Es meldete sich der Berner Maschinenschlosser Seppi Imhof. Er blieb 20 Jahre, bis zu Jean Tinguelys Tod (1991) dessen Assistent. Im Gespräch mit der Baseler Wochenzeitung TagesWoche berichtet Seppi Imhof von den Anfängen der Plastik:

    „Als ich das erste Mal in den Wald bei Milly-la-Forêt kam, standen ein paar Eisenstangen herum, eine Notstromgruppe, etwas Werkzeug und ein Schweissgerät – viel mehr war noch nicht vorhanden. Rico Weber und Paul Wiedmer hatten bereits damit begonnen, im Wald an diesem Werk zu bricolieren. Es zeigte sich aber, dass sie alleine nicht zurande kamen. Also fing ich an, und aus dem halben wurde ein ganzes Jahr, wurden zwei, drei und noch mehr Jahre.
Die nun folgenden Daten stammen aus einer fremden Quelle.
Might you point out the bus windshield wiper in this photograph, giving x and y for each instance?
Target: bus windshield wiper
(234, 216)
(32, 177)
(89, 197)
Schliesslich arbeiteten wir 20 Jahre an diesem Kopf. […]“

Das aus dem Französischen stammende Verb „bricolieren“ [franz. bricoler = herumbasteln] meint das Verfahren, Dinge ihrem angestammten Kontext zu entnehmen und in neue Zusammenhänge zu bringen. Bezogen auf die Materialkunst zeigt sich hier die Nähe zu den Dada-Assemblagen, besonders zu Kurt Schwitters‘ Merzbauten und zu Tatlins Maschinenkunst.

Fotografisch kaum zu fassen: Le cyclop – Foto: JvdL


Das enorme Fundament des Cyclops lässt vermuten, dass Tinguely bereits in den Anfängen eine Vorstellung von der späteren Größe seines Cyclops gehabt haben muss. Heute erhebt sich zwischen den Baumwipfeln eine 22 Meter hohe Eisen- und Stahlkonstruktion mit einem Gewicht von etwa 300 Tonnen.
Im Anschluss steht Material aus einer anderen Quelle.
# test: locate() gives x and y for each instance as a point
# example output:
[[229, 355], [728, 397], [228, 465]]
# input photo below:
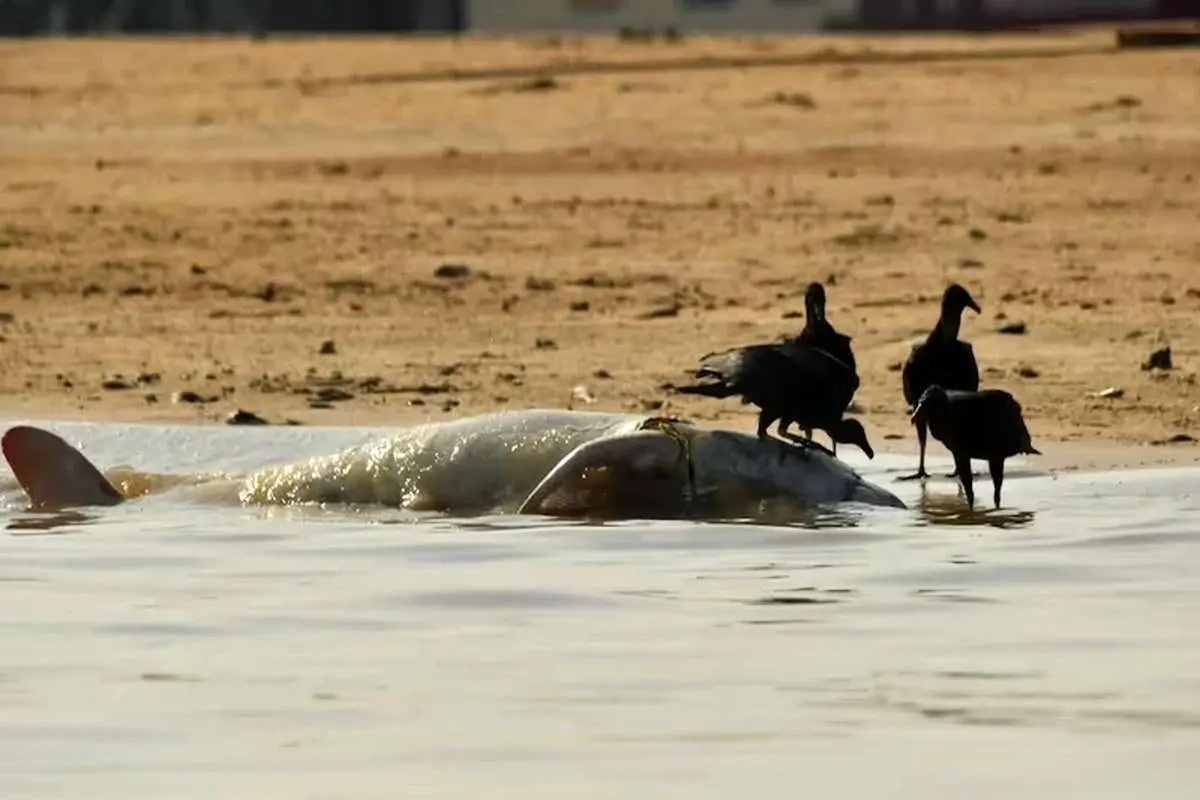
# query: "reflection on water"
[[42, 523], [330, 651], [939, 507]]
Das Gesicht des Cyclopen – Foto: Susanne Braun – zum Vergrößern bitte klicken!

Das verspiegelte Gesicht des Cyclopen wurde von der Malerin und Bildhauerin Niki de Saint Phalle gestaltet. Einzelheiten seines Innenlebens waren von Zufallsfunden bestimmt. Man verbaute, was der örtliche Schrotthändler bereitstellen konnte und schreckte auch nicht vor Diebstahl zurück. Den in 20 Metern Höhe montierten Güterwaggon, zum Gedenken an die im Nationalsozialismus deportierten und ermordeten Juden, schleppte man ungehindert von einem Abstellgleis der nationalen Eisenbahngesellschaft Société nationale des chemins de fer français (SNCF), derweil die Bahnbeamten gerade streikten. Für den Waggon hat die Materialkünstlerin Eva Aeppli 28 Puppen mit eindrucksvollen Gesichtsmasken und in langen braunen Gewändern geschaffen und damit ein Denkmal der Trauer gesetzt.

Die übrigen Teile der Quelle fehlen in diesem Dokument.